ARM redefines mobile power paradigm with A7 and big.LITTLE

Posted by Aharon Etengoff

ARM introduced its A7 MPCore processor this morning in San Francisco, California.

ARM exec Brian Jeff told TG Daily the A7 was "the most" energy-efficient application class processor the company has ever designed.

ARM redefines mobile power paradigm with A7 and big.LITTLEAccording to Jeff, the Cortex-A7 processor effectively builds on the low-power leadership established by the Cortex-A8 chip found in many of today’s most popular smartphones.  



Indeed, a single Cortex-A7 processor delivers 5x the energy-efficiency and is one fifth the size of the Cortex-A8 processor.

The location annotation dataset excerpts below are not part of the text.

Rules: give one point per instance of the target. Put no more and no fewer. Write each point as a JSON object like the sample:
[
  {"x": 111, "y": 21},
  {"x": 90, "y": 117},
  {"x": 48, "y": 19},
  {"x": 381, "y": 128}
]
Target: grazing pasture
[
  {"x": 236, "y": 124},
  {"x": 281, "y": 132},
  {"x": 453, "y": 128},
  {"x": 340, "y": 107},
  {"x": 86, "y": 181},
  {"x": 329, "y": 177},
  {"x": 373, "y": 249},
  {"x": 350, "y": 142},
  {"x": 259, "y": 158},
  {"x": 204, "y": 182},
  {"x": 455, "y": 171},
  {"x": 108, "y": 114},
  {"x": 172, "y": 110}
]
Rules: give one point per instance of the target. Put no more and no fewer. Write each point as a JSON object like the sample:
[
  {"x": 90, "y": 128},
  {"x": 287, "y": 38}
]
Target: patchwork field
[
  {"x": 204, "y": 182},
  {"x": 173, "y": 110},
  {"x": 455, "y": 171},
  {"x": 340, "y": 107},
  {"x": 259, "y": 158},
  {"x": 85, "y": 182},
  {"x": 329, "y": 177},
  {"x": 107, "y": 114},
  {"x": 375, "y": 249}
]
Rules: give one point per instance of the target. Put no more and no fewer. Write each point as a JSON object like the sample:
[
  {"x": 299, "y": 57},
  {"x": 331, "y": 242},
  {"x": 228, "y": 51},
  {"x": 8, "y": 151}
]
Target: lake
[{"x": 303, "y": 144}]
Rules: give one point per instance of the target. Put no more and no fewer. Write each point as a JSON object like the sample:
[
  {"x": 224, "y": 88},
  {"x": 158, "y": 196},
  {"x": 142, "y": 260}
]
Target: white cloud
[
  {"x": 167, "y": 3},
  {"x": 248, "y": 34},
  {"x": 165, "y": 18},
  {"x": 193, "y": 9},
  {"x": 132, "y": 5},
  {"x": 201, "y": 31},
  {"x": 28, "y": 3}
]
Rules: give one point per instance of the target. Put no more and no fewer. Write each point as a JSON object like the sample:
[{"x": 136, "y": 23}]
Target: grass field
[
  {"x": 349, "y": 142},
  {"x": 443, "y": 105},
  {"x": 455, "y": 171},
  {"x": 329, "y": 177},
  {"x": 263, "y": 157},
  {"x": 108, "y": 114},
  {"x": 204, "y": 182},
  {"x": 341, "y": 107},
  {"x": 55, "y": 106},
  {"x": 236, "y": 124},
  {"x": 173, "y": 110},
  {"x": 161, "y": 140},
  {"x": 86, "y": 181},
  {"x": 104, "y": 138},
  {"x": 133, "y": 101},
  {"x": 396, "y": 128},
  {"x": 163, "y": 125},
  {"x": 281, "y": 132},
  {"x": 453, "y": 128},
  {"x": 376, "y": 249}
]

Yet, it manages to provide significantly greater performance.



The 28nm Cortex-A7 processor - which occupies less than 0.5mm2 - is expected to facilitate the creation of sub-$100 entry level smartphones (2013-2014) that offer an equivalent level of processing performance to today’s $500 high-end smartphones.

In addition to the A7, ARM debuted its "Big.LITTLE" processing platform, which uses intelligent switching to enable higher-performance while extending battery life.



Essentially, Big.LITTLE pairs the high horsepower Cortex-A15 MPCore with the ultra-efficient Cortex-A7 processor - allowing mobile devices to automatically select the right processor for the right task based on performance requirements.

For example, the ‘LITTLE’, lowest-power processor - in this case, the Cortex-A7 - runs the Operating System (OS) and apps for basic always-on, always connected tasks, such as social media and audio playback.



The OS and apps can then be seamlessly migrated (within 20 microseconds) to the higher-performance processor as demands increase for high end tasks, such as navigation and gaming.

ARM engineer Peter Greenhalgh told TG Daily the hardware-based Big.LITTLE is OS agnostic, as it is completely transparent to the application software or middleware running on the processors.

Greenhalgh also noted that Big.LITTLE processing would initially be deployed on smartphones by various partners, but would likely find its way on to tablets at some point in the future.